E a minha pequena Deusa ouviu-me como se ouve um tolo
Contei-lhe como nós destruímos a corrente eléctrica do carrossel, bebemo-la.
Bebemos as cores e as luzes.
Mas eu bebi mais que tu.
Eu bebi cada cor e cada luz como se fosse água.
E a minha pequena origem
Chorou sobre mim,
E sobre o meu vómito.
- Bebi, mãe, bebi.
E ela abraçou-me como uma mãe abraça o filho que voltou da guerra.
Voltei da guerra.
Mas ela fá-lo porque me ama,
Faz por amor
Por amor.
Amor.
Adormeci,
E quando acordei estava na minha cama mas não a horas do despertador tocar.
O despertador já tocara a muito, á demasiado.
Não estava ninguém no meu quarto.
E eu lembrei-me de uma amiga de cabelo negro que sorria,
E eu lembrei-me de uma amiga de cabelo castanho que me arranhou as costas.
E eu lembrei-me de uma amiga de cabelo loiro que me abanava a cabeça.
Os meus pequenos autores entraram no quarto
E eu chorei
Olhavam-me como se olha para quem não se conhece
Os meus pequenos pintores, que afinal mostraram ser maiores que o universo,
Sentaram-se aos pés da cama
E não sorriram
E na falaram
E não respiraram
Eu, a sua pequena criação, a sua aguarela
Tinha-me envenenado com amor fingido
Tinha caído no fundo do mundo.
Os meus pequenos grandes Deuses
Que abandonaram o Olimpo por mim
Admiravam-se como eu era igual ao resto da humanidade.
Que cidade, tens construído, para eu aí nunca entrar?
Que mar, tens enchido para eu aí nunca mais me afogar?
Que ruas, tens consumado, para aí eu nunca virar?
Parti a alma aos meus pais
E tu nem soubeste
Não, tu nem soubeste
E eu passo por ti e enfio uma constelação dentro do teu bolso.
Mas tu nem na minha direcção olhas
Tu nem nos meus olhos olhas,
Como se eu me tivesse perdido do mundo,
Quando foste tu e tudo o que tu representas que em orbita ficou
Um ano
E tu não voltaste.
Recebo um telegrama assinado por extraterrestres.
Diz que por lá passaste e que o teu lindo sorriso era demais para eles
Pedem-me para eu te ir buscar, que seguiste para norte da estrela onde uma vez eu e tu vivemos.
Mas eu não vou, tenho de fugir.
Continuar com a minha vida.
Esquecer a desilusão nos olhos castanhos da minha mãe.
Que ainda chama por mim ás 6:30
Que ainda me diz o quanto bonita sou,
Ela diz que sou muito, mas eu não acredito
Mas eu não lhe digo isto
Não, eu não lhe digo isto
Já lhe disse de mais
A minha mãe já uma vez chorou sobre o meu cadáver
Já agarrou a filha que vomitava sangue envenenado por ti.
Mas tu nunca soubeste
Tu nunca soubeste
Nem nunca saberás
Um ano.

sexta-feira, 14 de dezembro de 2007


Enfio a cabeça fora da janela,
E deixo o vento cortar-me,
Deixo o ar tirar-me o oxigénio e,
Berro-te para acelerares,
Tirares-me deste mundo
Mas não fazes caso de mim.
E andas à velocidade que te é permitida por alguém que não está aqui,
Por alguém que ás vezes te faz companhia ao jantar, quando entra pela televisão.
O meu cabelo meio loiro, meio castanho chicoteia-me na cara.
Mas não dói.
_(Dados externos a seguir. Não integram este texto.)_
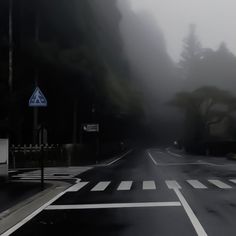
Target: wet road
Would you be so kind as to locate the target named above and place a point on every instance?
(147, 192)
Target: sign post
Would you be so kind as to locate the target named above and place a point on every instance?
(38, 100)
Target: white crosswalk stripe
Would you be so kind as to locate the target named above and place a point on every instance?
(196, 184)
(172, 184)
(233, 180)
(219, 184)
(149, 185)
(101, 186)
(125, 185)
(77, 187)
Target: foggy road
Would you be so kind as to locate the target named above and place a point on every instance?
(147, 192)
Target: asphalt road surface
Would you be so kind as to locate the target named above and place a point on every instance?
(146, 192)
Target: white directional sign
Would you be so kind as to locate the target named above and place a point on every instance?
(91, 127)
(38, 99)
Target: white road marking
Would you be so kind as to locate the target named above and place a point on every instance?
(101, 186)
(149, 185)
(112, 162)
(151, 157)
(173, 154)
(194, 220)
(47, 178)
(196, 184)
(219, 183)
(77, 187)
(172, 184)
(32, 215)
(113, 205)
(233, 180)
(125, 185)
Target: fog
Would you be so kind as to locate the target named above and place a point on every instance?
(215, 20)
(182, 56)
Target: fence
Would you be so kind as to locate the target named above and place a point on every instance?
(28, 156)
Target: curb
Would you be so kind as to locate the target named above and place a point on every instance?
(17, 213)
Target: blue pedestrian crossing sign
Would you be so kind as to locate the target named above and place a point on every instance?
(38, 99)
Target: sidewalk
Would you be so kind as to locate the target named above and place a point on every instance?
(22, 196)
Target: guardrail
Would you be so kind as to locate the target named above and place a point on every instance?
(29, 155)
(32, 148)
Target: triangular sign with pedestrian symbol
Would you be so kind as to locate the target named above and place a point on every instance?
(38, 99)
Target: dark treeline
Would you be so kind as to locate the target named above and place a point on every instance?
(100, 62)
(73, 52)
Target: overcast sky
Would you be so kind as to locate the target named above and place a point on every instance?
(215, 20)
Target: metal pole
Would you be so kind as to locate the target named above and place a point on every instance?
(42, 167)
(35, 123)
(10, 63)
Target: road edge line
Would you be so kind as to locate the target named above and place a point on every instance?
(193, 218)
(113, 205)
(151, 157)
(119, 158)
(32, 215)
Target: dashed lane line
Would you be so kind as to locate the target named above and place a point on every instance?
(196, 184)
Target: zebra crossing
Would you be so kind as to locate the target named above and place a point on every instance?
(153, 185)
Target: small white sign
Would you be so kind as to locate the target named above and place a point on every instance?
(38, 99)
(91, 127)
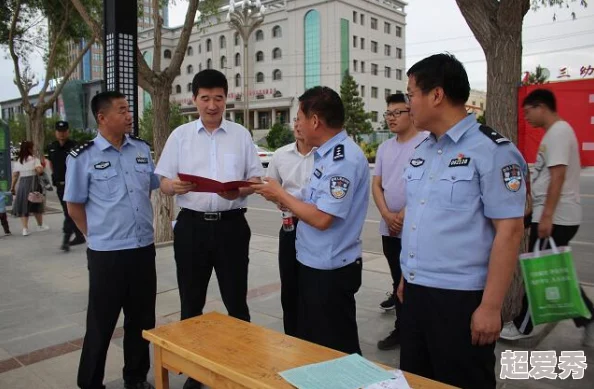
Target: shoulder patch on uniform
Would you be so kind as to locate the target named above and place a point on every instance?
(132, 136)
(338, 152)
(339, 186)
(75, 152)
(496, 137)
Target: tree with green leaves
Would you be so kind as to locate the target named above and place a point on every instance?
(176, 119)
(279, 135)
(31, 28)
(157, 81)
(357, 121)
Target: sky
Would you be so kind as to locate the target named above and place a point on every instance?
(435, 26)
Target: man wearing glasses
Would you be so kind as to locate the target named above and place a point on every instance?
(388, 188)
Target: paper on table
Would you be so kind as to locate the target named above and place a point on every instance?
(350, 372)
(204, 184)
(396, 382)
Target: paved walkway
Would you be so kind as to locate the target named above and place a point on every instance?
(43, 296)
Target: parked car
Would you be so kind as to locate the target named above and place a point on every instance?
(265, 155)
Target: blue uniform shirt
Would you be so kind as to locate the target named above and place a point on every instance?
(115, 187)
(454, 187)
(339, 186)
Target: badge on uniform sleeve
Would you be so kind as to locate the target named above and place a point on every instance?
(512, 177)
(339, 186)
(338, 152)
(417, 162)
(102, 165)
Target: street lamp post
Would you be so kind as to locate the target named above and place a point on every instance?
(244, 19)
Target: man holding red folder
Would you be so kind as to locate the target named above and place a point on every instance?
(211, 230)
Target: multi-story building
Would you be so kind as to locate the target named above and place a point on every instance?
(300, 44)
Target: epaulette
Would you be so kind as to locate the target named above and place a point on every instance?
(75, 152)
(496, 137)
(132, 136)
(338, 152)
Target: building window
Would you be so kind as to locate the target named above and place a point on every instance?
(277, 32)
(277, 53)
(374, 69)
(313, 52)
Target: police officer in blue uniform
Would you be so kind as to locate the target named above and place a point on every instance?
(331, 218)
(108, 186)
(463, 225)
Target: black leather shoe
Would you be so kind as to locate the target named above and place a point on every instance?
(139, 385)
(77, 240)
(192, 384)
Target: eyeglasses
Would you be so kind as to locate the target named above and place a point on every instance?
(396, 113)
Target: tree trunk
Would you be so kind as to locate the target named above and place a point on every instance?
(164, 211)
(35, 119)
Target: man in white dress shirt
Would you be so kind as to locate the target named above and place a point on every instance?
(292, 166)
(211, 230)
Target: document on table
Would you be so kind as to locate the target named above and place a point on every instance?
(396, 382)
(350, 372)
(204, 184)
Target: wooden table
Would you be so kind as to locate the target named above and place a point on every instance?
(223, 352)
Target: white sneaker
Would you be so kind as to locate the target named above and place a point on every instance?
(510, 332)
(589, 335)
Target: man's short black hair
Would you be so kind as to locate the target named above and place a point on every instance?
(444, 71)
(104, 100)
(325, 103)
(209, 79)
(541, 97)
(395, 98)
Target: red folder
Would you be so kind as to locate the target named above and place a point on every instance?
(204, 184)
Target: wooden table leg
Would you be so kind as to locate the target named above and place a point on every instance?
(161, 374)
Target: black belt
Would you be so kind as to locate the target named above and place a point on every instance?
(215, 216)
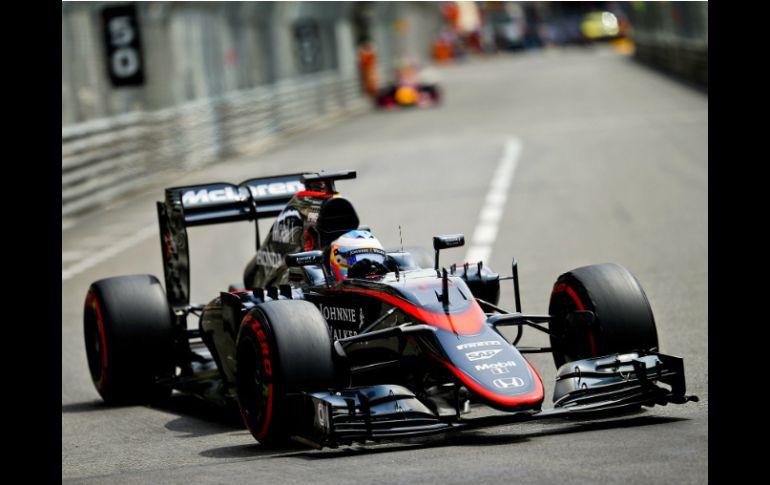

Não há dor.
Só existes tu que bates com os dedos no volante e sorris para as minhas costas
Não vês a minha face mas sabes que eu estou a rir.
E isso faz-te feliz, como não te fazia há muito tempo.
E isso faz-me feliz como não me sentia há muito tempo.
O rádio canta qualquer coisa, dá a sua opinião.
Mas não fazemos caso dele.
Só existo eu e os meus braços que se agitam contra o ar.
Uma guerra que eu nem tento ganhar.
Nem tento.
E estou feliz, mais feliz do que da primeira vez que te vi.
Eu, feliz.
A velocidade que nos é permitida não me basta.
Quero mais.
Mais felicidade,
Mas do teu sorriso que se forma simplesmente porque o meu nasceu.
Mais, mais, mais.
E telepaticamente, tu pões o pé no acelerador e não tiras.
Não tiras.
Sempre,
Já não andamos, estamos muito acima da estrada, dos códigos, estamos muito acima do mundo, do universo.
Nós não voamos, nós nem existimos.
Felicidade delicada.
Mas depois fica demasiado.
Demasiado.
Enfio-me dentro do carro, há mais silêncio, há mais oxigénio, há mais calor.
Reduzes.
A velocidade e o sorriso.
Continuas a bater com os dedos no volante e o rádio não se angra,
Não me olhas.
Fecho os olhos e deixo os raios de sol entrar.
Deixo-os entrar.

sábado, 8 de dezembro de 2007


És o consciente da minha consciência
Se eu tal tivesse.
Somos unidos por qualquer coisa muda.
E haja um deus à nossa espera ou só um grande e infinito vazio,
Houve uma grande união que o preencheu uma vez aberto.
Tens a tua poesia que nunca se instigue
E mais ainda, inaugura a minha
És consciência do que eu não tenho.
Mas és também, a alegria do meu ser.
E fazes-me parecer líquida, como se houvesse, ainda em mim, algo moldável.
E se houver eu sei que só tu o podes encontrar.
Eu sei.
Obrigada pelo pouco que me é tudo. Porque é esse tudo que me traz consciências ás palavras.
Entendes o que te digo?
Porque tu trazes-me vida ao corpo.
E o meu corpo é morto.
Se, meu amor, a monotonia matasse.
Eu já estaria em decomposição
Mas tu, tu trazes-me vida.
Traze-la agarrada nos teus pequenos gestos,
Como o dobrar das tuas mãos ou o teu piscar de olhos.
Tenho tanto para te dizer, mas eu perco-me no meio das palavras,
Se eu te disser que elas nunca me trouxeram o que eu preciso delas, acreditas em mim?
É verdade. É a mais pura de todas as verdades.
O que também é verdade é a minha insatisfação
Quanto mais me dão mais eu peço.
Eu quero sempre mais e mais.
É a minha dor e o meu fardo.
És a minha doença e a minha cura.
E eu vou sempre sentir a tua falta como se me fosses pele.
Escrevo-te num sinal de rendição. Espero que o consigas identificar e guardar.
Porque um dia vais-lhe sentir a falta, vais-lhe sentir a falta como se ele te fosse pele.
Quando te perder, nunca vou deixar as memórias.
Porque afinal és o consciente da minha consciência.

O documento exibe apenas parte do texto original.